The Other Worlds Shrine

Your place for discussion about RPGs, gaming, music, movies, anime, computers, sports, and any other stuff we care to talk about... 

  • Why game designer fail

  • Because playing them is not enough, we have to bitch about them daily, too. We had a Gameplay forum, but it got replaced by GameFAQs.
Because playing them is not enough, we have to bitch about them daily, too. We had a Gameplay forum, but it got replaced by GameFAQs.
 #157061  by Don
 Sat Jul 14, 2012 1:22 pm
I found this article:

http://www.sirlin.net/blog/2012/5/3/dia ... ystem.html

I could go over why this article sucks, but I'll just say this is the first guy I've ran into who thinks Diablo 3's ability system was better than Diablo 2's besides the maker of Diablo, so that puts him at 2 versus 2 million. Not saying Diablo 2's system has no room for improvement or even all that great, but Diablo 3's system wasn't even close to good.

A while back I was saying that maybe all designers need to be forced to play their game and be fired if they can't complete it in a reasonable certain time and I think this is a pretty good example of this. Yes if you're just writing it on paper Diablo 3's system sounds like it's pretty good. If you actually have to play the game for extended period of time, you'll see that it really doesn't work because at best you're locked into one of the 3 viable builds. Perhaps its failure is because of other game design elements but you can't just say 'my part of the game is flawless it's the other guys who screwed up'. Yes a Diablo 2 tree system would probably still lock you into one of 3 viable builds for Inferno given Diablo 3 but people associate Diablo 2's tree system with Diablo 2's difficulty where almost anything is viable. You can't say 'well our game doesn't allow viable builds beyond 3 per class so your system would just be as bad' because that's not what you're comparing against. People associate Diablo 2 with tons of viable builds, and Diablo 3 has very few viable builds.
 #157070  by Don
 Sat Jul 14, 2012 6:24 pm
Some more random thoughts. While people who are bad at gaming usually don't give useful feedback, I've found that people who are actually good are often even worse. In virtually every genre you can find countless example of a dev claiming something is not broken because it's intended this way and if you only get good enough or whatever it works. Problem is that there is virtually no chance any designer is anywhere near the top of the genre he's playing simply because to get that good would mean you'd never have the time to do your job. In the grand scheme of things, anyone who thinks they're good, myself included, probably sucks compared to someone out there so L2P arguments are almost always fail because there's always going to be someone who can stomp you and make you look stupid.

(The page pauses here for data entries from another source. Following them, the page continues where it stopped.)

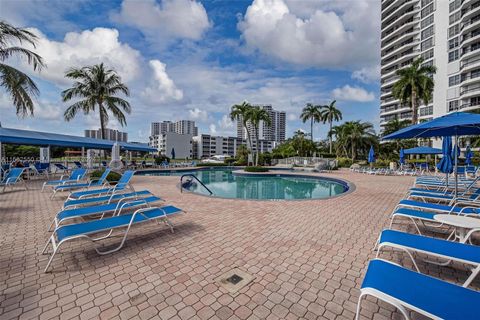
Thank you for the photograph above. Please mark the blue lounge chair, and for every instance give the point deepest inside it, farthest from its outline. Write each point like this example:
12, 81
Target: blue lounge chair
75, 203
86, 229
406, 289
467, 208
450, 198
102, 209
12, 177
443, 249
74, 177
122, 185
59, 166
93, 183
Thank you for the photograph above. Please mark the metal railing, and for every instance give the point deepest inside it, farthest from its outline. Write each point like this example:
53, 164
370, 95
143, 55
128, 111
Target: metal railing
194, 177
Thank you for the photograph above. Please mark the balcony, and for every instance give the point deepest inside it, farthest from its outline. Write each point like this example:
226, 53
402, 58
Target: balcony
467, 92
402, 18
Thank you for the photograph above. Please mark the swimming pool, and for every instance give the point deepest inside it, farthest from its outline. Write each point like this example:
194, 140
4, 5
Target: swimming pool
225, 183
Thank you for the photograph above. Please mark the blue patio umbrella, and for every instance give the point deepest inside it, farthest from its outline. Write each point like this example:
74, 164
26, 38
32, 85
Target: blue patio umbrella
371, 155
445, 165
453, 124
402, 156
456, 148
468, 156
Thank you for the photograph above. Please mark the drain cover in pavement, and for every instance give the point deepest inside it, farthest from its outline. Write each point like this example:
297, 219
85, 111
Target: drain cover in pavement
234, 280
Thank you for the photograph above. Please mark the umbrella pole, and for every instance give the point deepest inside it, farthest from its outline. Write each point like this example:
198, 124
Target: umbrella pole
456, 166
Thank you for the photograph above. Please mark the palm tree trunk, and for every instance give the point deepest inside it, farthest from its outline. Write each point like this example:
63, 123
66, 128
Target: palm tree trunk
311, 129
330, 137
414, 108
257, 149
249, 140
102, 121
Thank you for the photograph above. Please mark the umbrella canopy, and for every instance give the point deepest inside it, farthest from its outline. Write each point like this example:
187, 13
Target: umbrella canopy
468, 156
453, 124
402, 156
445, 165
371, 155
456, 148
423, 150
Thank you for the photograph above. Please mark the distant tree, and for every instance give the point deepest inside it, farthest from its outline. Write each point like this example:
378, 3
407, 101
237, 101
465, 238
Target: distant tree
414, 85
98, 87
255, 115
17, 84
311, 112
240, 112
330, 113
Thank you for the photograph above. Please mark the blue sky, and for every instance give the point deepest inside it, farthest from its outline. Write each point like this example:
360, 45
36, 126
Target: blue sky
186, 59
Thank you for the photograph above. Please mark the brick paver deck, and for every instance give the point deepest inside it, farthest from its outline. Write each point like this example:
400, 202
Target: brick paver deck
308, 258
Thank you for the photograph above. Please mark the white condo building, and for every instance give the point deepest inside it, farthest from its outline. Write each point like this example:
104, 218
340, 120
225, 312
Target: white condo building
446, 33
275, 132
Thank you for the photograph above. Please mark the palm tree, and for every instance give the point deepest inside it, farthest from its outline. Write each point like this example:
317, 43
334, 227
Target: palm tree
415, 85
98, 87
360, 134
394, 125
255, 115
330, 113
310, 112
18, 85
239, 112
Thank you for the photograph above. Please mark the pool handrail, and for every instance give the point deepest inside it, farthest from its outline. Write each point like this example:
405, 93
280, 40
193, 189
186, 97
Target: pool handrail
195, 177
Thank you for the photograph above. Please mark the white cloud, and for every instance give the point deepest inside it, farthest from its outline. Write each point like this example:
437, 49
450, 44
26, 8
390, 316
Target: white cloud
86, 48
350, 93
185, 19
330, 34
225, 122
162, 88
367, 74
198, 114
292, 117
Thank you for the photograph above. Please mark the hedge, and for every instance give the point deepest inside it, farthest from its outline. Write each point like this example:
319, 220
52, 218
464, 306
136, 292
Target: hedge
256, 169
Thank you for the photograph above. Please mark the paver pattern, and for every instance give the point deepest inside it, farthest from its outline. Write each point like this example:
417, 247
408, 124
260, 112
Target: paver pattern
308, 257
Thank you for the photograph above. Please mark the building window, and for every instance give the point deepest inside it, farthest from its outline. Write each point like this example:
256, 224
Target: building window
427, 55
454, 80
453, 30
427, 33
427, 10
453, 105
454, 5
455, 17
453, 43
453, 55
426, 111
427, 21
427, 44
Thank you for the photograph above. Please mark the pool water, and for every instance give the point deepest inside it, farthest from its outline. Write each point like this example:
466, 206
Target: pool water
223, 183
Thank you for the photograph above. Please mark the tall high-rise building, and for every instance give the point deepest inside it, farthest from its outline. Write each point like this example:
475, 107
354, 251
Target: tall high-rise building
109, 134
275, 132
180, 127
445, 34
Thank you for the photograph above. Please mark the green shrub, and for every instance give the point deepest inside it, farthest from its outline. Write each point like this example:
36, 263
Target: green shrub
344, 162
230, 161
112, 176
328, 155
160, 159
256, 169
206, 164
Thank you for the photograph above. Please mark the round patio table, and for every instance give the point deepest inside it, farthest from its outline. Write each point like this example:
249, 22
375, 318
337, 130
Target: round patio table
461, 224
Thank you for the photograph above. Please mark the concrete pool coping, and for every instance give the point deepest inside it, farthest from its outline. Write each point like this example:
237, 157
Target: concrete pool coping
351, 186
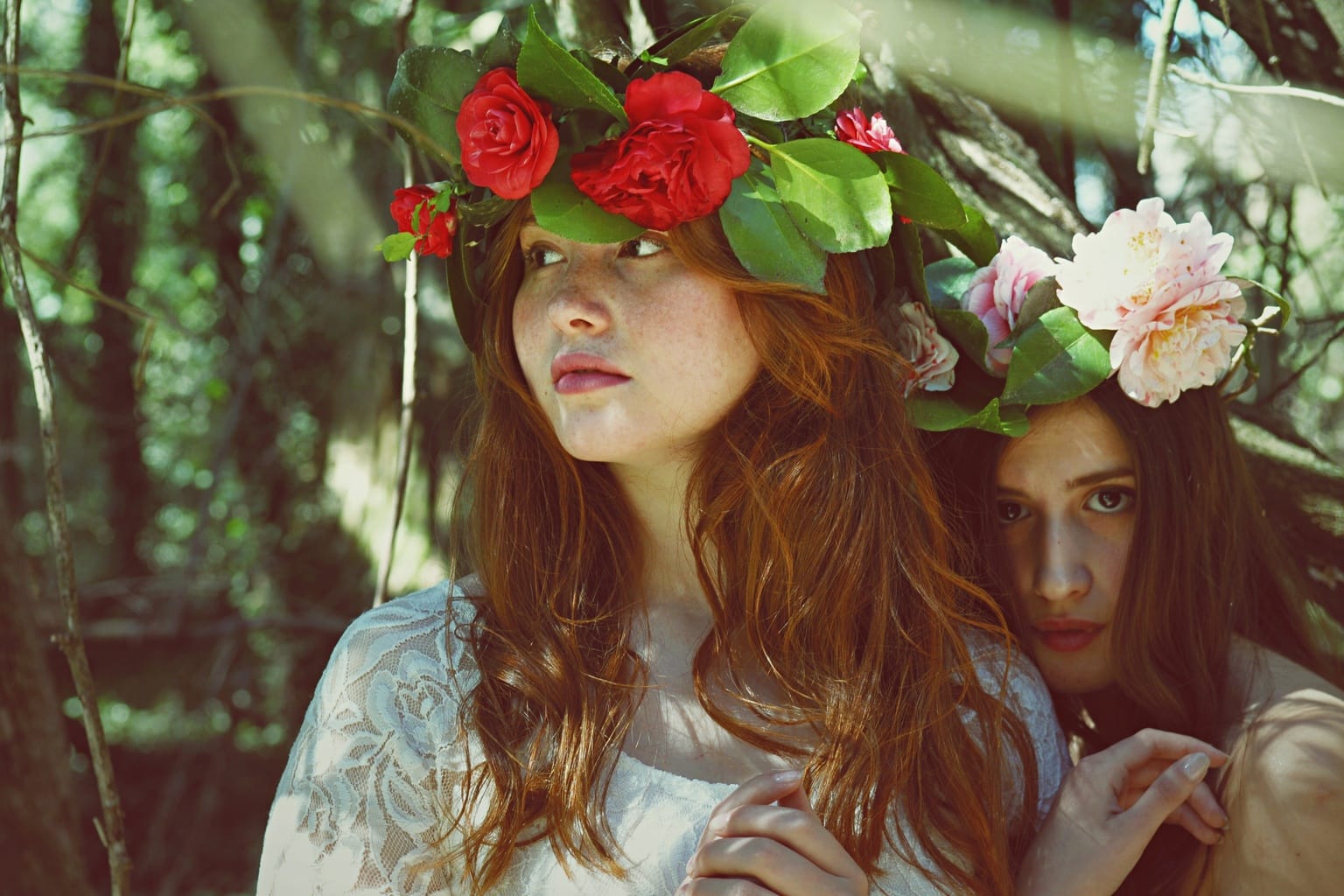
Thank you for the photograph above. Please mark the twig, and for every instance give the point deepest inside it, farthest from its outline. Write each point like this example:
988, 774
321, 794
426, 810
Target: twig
1301, 368
1258, 90
408, 416
112, 826
105, 148
402, 23
1155, 83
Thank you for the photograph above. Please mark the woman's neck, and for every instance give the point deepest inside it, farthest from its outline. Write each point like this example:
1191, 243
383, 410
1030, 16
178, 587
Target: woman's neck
657, 499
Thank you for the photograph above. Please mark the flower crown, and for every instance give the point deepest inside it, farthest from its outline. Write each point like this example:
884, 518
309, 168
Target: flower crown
1141, 300
776, 147
796, 171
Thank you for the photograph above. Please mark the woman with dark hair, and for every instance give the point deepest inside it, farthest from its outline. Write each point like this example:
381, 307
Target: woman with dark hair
711, 640
1141, 572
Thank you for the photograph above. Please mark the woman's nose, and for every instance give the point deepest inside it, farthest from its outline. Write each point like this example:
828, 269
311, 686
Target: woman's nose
1062, 572
581, 301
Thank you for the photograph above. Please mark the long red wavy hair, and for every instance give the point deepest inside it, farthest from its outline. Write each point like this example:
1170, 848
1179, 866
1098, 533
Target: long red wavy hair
820, 546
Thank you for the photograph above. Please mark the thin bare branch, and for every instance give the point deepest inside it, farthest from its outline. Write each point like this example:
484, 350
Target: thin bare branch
1258, 90
408, 416
105, 148
1155, 83
110, 828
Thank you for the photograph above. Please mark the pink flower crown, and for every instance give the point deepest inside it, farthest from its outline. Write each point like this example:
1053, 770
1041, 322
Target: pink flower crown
1141, 300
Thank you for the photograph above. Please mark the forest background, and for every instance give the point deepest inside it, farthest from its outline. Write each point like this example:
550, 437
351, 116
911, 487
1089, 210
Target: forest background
226, 343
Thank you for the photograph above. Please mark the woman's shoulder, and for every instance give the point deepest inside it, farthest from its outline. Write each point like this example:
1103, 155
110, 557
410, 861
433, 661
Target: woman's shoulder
1284, 788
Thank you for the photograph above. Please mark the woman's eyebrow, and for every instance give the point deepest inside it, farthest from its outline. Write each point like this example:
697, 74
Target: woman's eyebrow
1101, 476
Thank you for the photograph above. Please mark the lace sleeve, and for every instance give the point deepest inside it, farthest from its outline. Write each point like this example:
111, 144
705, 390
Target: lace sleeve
356, 812
1030, 700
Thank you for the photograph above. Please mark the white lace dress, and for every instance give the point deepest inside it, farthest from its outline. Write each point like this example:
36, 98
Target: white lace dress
360, 805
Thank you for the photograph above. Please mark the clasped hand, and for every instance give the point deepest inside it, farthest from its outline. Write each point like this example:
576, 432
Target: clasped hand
764, 840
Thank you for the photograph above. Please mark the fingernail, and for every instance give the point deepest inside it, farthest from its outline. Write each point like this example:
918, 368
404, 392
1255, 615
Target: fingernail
1195, 766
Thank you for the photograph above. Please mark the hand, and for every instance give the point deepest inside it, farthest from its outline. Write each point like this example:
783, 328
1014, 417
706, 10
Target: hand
1110, 806
766, 838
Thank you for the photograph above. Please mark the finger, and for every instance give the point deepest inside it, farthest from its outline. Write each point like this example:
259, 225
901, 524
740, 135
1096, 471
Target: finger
766, 861
797, 830
1205, 805
1187, 818
721, 887
760, 790
1167, 793
1150, 743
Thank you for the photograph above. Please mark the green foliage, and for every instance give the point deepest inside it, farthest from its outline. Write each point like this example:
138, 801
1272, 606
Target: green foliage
789, 60
764, 235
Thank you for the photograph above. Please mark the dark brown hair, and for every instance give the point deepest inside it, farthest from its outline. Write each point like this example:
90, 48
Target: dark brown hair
1205, 564
820, 544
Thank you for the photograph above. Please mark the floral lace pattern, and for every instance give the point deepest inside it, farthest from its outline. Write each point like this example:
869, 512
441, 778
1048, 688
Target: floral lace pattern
359, 806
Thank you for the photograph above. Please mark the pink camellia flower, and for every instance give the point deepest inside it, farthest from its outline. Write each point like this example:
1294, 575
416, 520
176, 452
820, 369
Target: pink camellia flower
998, 291
854, 128
932, 358
676, 161
1158, 285
1140, 263
1187, 346
437, 228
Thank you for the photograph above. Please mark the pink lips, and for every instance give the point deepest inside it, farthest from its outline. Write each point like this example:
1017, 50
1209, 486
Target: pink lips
1066, 634
577, 373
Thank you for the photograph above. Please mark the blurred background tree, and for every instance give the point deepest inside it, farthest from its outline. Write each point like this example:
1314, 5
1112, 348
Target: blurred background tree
230, 451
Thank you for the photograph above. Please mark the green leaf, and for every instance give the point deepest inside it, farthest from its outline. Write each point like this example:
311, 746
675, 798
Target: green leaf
675, 46
967, 332
1040, 298
398, 248
976, 238
428, 90
547, 72
905, 240
468, 309
486, 211
920, 192
789, 60
764, 235
562, 208
970, 403
1057, 359
948, 280
834, 192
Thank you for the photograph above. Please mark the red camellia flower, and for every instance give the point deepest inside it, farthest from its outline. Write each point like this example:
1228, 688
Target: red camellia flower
437, 228
508, 138
855, 130
677, 160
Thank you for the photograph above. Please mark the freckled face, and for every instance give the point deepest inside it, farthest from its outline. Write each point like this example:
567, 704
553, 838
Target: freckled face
632, 355
1066, 501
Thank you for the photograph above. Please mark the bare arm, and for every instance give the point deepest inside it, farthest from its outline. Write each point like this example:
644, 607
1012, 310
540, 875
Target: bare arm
1285, 797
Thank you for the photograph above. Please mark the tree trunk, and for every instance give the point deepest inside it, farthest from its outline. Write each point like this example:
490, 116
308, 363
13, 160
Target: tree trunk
37, 803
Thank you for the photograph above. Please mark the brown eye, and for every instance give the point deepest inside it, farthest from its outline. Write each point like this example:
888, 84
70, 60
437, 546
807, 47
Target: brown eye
1110, 500
642, 246
541, 256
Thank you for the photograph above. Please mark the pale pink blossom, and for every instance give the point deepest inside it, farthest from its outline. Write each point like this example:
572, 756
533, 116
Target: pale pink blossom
1138, 265
855, 128
998, 291
932, 356
1187, 346
1158, 285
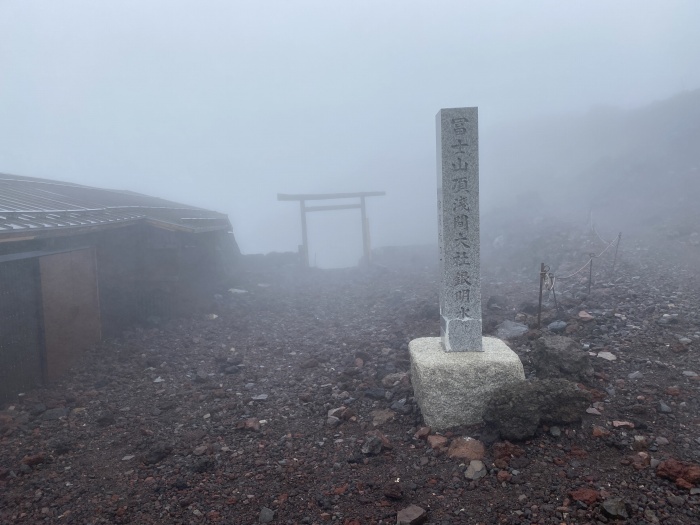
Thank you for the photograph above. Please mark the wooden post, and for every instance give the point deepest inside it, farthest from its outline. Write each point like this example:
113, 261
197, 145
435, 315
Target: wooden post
365, 239
303, 208
304, 235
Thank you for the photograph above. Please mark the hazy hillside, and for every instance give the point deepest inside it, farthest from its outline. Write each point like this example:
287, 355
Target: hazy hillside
631, 168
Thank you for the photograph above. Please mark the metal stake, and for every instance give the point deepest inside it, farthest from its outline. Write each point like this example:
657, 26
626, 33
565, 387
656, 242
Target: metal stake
539, 306
617, 246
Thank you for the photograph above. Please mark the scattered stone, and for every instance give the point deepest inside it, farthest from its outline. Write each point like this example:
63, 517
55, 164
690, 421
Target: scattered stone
422, 433
623, 424
34, 460
411, 515
559, 356
393, 490
615, 508
475, 470
266, 515
251, 423
54, 414
585, 495
466, 448
157, 453
515, 411
105, 419
437, 442
391, 380
683, 474
557, 326
504, 476
585, 316
372, 446
664, 408
598, 431
375, 393
380, 417
509, 329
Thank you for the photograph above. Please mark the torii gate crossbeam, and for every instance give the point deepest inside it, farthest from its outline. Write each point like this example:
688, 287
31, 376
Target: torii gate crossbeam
302, 198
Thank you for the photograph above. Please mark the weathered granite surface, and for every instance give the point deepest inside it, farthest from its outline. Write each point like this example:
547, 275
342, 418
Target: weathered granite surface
458, 229
453, 388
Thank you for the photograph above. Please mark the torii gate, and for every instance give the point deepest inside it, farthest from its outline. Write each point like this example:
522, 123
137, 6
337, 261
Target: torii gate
304, 248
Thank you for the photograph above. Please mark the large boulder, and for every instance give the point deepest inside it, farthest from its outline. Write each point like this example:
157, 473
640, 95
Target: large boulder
559, 356
516, 410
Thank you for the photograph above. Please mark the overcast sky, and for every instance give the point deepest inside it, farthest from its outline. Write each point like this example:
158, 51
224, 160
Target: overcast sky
223, 104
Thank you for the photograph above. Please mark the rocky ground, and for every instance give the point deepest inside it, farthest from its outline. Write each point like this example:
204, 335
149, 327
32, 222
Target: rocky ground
289, 401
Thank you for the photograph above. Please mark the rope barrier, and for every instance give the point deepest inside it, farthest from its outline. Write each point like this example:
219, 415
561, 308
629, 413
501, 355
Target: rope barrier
589, 261
548, 279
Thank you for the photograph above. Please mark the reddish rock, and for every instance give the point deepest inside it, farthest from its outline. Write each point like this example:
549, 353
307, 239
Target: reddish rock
411, 515
503, 476
670, 469
599, 431
437, 442
623, 424
641, 460
585, 495
466, 448
393, 490
684, 474
692, 473
385, 440
422, 433
34, 460
250, 424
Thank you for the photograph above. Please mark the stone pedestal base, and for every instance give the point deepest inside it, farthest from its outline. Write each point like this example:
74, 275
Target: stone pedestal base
452, 388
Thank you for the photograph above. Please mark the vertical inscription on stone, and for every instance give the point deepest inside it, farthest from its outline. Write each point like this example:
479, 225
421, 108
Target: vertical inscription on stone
458, 234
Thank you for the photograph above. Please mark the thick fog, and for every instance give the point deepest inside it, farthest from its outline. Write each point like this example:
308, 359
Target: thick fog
225, 104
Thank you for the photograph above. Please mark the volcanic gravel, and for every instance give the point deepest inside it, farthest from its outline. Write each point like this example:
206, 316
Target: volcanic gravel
289, 401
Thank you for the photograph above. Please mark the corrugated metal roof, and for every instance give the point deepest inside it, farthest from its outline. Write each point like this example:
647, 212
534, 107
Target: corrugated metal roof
41, 206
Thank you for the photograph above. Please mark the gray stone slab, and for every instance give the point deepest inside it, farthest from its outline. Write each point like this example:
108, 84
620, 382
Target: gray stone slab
458, 233
453, 388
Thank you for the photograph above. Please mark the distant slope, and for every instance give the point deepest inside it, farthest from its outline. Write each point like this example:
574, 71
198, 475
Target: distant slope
631, 168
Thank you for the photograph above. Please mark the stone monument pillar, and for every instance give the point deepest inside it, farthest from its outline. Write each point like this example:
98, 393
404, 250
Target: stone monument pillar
454, 375
458, 229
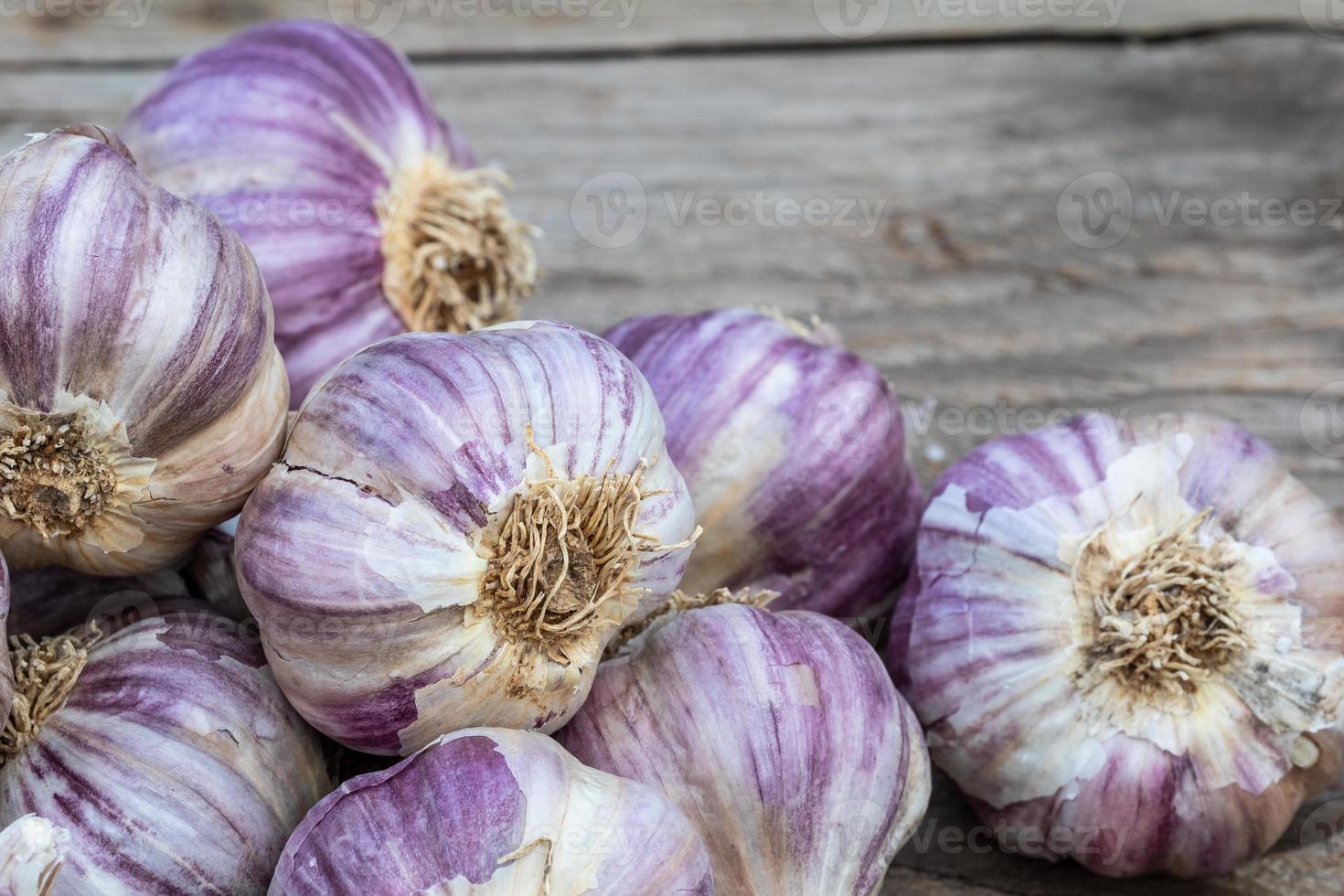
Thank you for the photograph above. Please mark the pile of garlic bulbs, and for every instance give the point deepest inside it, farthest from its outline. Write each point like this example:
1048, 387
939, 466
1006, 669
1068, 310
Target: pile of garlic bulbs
583, 612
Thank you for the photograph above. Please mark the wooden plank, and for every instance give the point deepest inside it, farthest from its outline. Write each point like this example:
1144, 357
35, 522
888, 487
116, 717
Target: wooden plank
82, 31
961, 283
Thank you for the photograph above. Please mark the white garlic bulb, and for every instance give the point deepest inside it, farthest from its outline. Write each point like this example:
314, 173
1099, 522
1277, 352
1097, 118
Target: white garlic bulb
457, 528
142, 397
31, 853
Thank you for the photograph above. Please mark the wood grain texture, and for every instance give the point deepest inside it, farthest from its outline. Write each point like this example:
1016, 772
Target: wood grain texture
957, 277
139, 31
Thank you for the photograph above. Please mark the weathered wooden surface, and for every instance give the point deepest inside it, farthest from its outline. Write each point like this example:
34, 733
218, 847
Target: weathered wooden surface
958, 277
139, 31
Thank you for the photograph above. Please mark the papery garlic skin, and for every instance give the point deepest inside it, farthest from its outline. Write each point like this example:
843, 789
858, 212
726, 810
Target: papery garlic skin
368, 551
31, 855
53, 600
175, 764
1020, 641
778, 735
365, 209
142, 397
489, 812
794, 450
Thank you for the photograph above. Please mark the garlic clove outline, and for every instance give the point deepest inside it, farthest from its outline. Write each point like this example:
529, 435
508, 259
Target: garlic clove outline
167, 752
781, 738
142, 397
1120, 635
492, 812
31, 855
795, 454
368, 214
420, 503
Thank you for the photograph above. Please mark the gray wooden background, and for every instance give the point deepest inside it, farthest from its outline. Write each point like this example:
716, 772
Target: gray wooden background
1018, 208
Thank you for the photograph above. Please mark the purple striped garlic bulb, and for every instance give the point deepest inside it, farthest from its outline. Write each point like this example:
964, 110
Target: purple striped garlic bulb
31, 855
167, 752
142, 397
366, 211
781, 738
457, 528
1123, 640
491, 812
794, 450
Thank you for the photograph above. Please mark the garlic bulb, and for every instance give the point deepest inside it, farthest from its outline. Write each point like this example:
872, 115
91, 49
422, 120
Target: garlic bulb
5, 667
31, 853
489, 812
53, 600
165, 750
365, 209
794, 452
1121, 637
457, 528
142, 397
780, 736
211, 575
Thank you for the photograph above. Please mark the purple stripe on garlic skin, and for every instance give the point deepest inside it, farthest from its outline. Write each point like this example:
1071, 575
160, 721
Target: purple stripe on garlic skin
794, 450
175, 764
139, 321
1034, 643
491, 812
380, 527
778, 733
302, 134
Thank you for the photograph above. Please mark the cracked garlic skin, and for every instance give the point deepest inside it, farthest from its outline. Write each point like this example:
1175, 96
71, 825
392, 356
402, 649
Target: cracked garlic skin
1123, 641
794, 450
142, 397
366, 211
167, 752
491, 812
781, 738
457, 528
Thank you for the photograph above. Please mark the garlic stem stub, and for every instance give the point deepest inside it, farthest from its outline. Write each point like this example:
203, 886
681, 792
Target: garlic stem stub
142, 397
368, 214
167, 752
794, 450
491, 812
31, 855
457, 528
781, 738
1121, 637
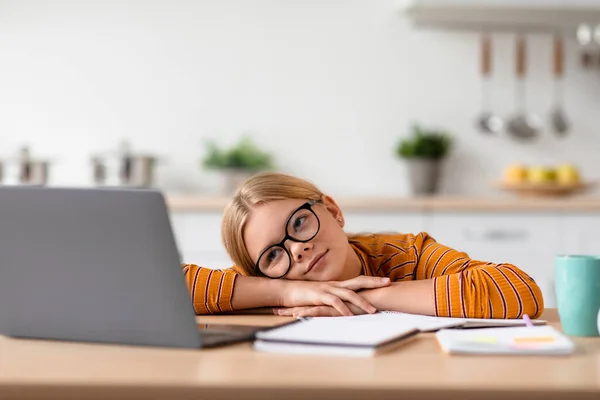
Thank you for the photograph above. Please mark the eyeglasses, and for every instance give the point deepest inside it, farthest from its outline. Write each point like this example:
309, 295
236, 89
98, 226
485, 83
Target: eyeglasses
302, 226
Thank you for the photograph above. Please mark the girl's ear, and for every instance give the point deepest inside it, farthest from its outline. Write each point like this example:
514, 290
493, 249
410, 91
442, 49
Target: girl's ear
333, 209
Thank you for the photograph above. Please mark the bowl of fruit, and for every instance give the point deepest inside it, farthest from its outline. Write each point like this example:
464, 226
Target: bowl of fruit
559, 180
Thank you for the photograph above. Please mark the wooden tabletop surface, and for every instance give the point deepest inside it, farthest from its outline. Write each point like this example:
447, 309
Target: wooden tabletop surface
31, 369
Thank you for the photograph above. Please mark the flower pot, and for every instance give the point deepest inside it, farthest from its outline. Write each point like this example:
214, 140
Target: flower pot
424, 175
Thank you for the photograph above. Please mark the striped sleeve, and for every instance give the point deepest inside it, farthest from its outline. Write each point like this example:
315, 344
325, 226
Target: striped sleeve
475, 289
211, 290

At any rate catering the game to good players is totally not profitable and no company is in the business of doing that. Outside of a few fringe 'super duper hardcore' games, the goal is try to reach out to as many people as possible. One of the developer for Torchlight 2 recently had an interview saying basically he's not here to figure out how to balance, because that problem is too hard. He's here to figure out how he can have fun because then at least there's some chance that you, the player, might find the game fun too. It is literally impossible for anybody to figure out if rank 1 fireball does 50-60 instead of 52-64 damage does that make the game more balanced or less balanced, but it's not too hard to figure out that if fireball does enough damage that it blows up most enemies you encounter at that level then the game is pretty fun. Likewise you'll never figure out how to put classes balanced in say a MMORPG PvP but you can easily figure out walking in and dying in 3 seconds is probably not very fun, so you should try to avoid doing that.

I remember seeing an interview with Sid Meier and you can tell based on what he says, he actually doesn't understand strategic warfare concepts very well at all, but he's very good at implmenting a system that's pretty fun. It actually doesn't matter if his concept of strategy doesn't actually match reality as long as it's fun. There's no reason for me to believe Miyamoto is going to be super awesome at playing platformer games, or Inafune is going to beat a Megaman game without a sweat, but there's absolutely no reason why they'd need to be good at whatever games they design to design a good game.